The river was as up this time just as much as it had been down the time before. More heavy rains, tropical moisture, but it was Veracruz that got the hurricane. Let’s hope the dams hold. Someday a report on the condition of Falcon Dam will be forth coming, but I can’t say when. They haven’t let out any info so far. (Check out RioGrandeGuardian.com) Speaking of the IBWC, (The International Boundary and Water Commision) they were out on the bridge just before the Mexican side…They were dropping an oblong shaped object, with a propeller at the shaped end, into the brownish, greenish liquid of the Rio Bravo. They were either measuring river flow, or launching a super-mini submarine. I should have taken a picture, but had other things to get too. Anyway, I’ve pretty much described it.

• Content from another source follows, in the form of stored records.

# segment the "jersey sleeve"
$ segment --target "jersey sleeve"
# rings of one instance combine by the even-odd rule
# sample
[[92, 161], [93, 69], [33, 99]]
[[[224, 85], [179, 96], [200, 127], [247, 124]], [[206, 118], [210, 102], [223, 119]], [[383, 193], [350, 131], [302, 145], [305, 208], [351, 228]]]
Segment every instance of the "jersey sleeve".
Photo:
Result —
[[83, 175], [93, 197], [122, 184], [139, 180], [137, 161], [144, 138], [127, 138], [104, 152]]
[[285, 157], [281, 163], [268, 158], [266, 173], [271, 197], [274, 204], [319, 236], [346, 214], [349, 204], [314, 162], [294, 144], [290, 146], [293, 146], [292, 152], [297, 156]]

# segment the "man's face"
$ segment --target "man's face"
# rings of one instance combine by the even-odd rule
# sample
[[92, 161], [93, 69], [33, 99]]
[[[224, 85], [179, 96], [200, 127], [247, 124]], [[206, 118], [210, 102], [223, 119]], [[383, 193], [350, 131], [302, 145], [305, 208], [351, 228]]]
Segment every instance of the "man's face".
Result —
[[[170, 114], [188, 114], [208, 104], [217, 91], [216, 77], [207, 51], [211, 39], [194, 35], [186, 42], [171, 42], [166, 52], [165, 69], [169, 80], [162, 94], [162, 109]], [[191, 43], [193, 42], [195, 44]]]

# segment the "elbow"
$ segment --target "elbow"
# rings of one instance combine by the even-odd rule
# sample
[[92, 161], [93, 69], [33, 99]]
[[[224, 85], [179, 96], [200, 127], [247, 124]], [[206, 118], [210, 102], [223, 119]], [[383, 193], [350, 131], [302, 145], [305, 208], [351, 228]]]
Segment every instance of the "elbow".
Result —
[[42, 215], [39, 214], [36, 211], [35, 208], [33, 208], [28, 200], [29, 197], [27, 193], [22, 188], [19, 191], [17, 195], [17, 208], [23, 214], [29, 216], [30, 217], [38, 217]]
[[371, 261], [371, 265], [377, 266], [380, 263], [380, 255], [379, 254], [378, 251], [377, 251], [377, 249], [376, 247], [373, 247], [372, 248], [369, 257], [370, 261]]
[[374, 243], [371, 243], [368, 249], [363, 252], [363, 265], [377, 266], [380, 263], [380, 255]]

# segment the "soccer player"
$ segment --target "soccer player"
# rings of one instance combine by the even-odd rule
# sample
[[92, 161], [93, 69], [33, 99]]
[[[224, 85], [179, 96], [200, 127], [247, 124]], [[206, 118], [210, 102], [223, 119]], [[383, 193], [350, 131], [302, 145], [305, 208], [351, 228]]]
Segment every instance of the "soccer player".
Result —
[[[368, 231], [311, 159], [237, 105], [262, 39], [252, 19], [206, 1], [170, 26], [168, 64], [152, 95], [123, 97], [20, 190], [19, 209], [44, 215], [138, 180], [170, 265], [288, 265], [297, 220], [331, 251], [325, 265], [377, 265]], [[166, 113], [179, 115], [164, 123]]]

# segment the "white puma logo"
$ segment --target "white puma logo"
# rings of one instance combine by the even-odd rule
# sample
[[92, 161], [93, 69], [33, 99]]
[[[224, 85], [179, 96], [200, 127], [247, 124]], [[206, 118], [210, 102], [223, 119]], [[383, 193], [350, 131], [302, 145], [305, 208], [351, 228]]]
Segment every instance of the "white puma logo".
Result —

The website, Shop-Progreso.com, had pointed out on their front page that no Winter Texan had been killed or assaulted in Nuevo Progreso for as long as anyone could remember. And yes, I can’t remember when it ever happened either. Nuevo Progreso-ions know where their buns are buttered, or where the tortilla is greased. And that side is selling to Tourists. You can actually stroll down the street there drinking a beer or margarita and the constabulary will leave you be. Don’t try that elsewhere in Mexico….
In spite of all this it felt kind of lonely as I passed the twenty something chicas that are now a major part of the new aduana (customs agents). Feminism has come to Mexico, sort of , in some respects. Women are supposed to be less corruptible than men, but I doubt that. They are both fast learners and much harder to catch at any kind of deception. Well, that’s what I have observed and I’ve know some women, and I don’t mean it that way. Get your mind out of the gutter.
Still, it felt kind of lonely, there in town. There were more vendors and beggars than tourists on the streets, and this was Friday afternoon. Concluded business, had lunch at Arturos, washed down with a couple of Dos Equis and called it an afternoon..
Will have a Matamoros report up soon.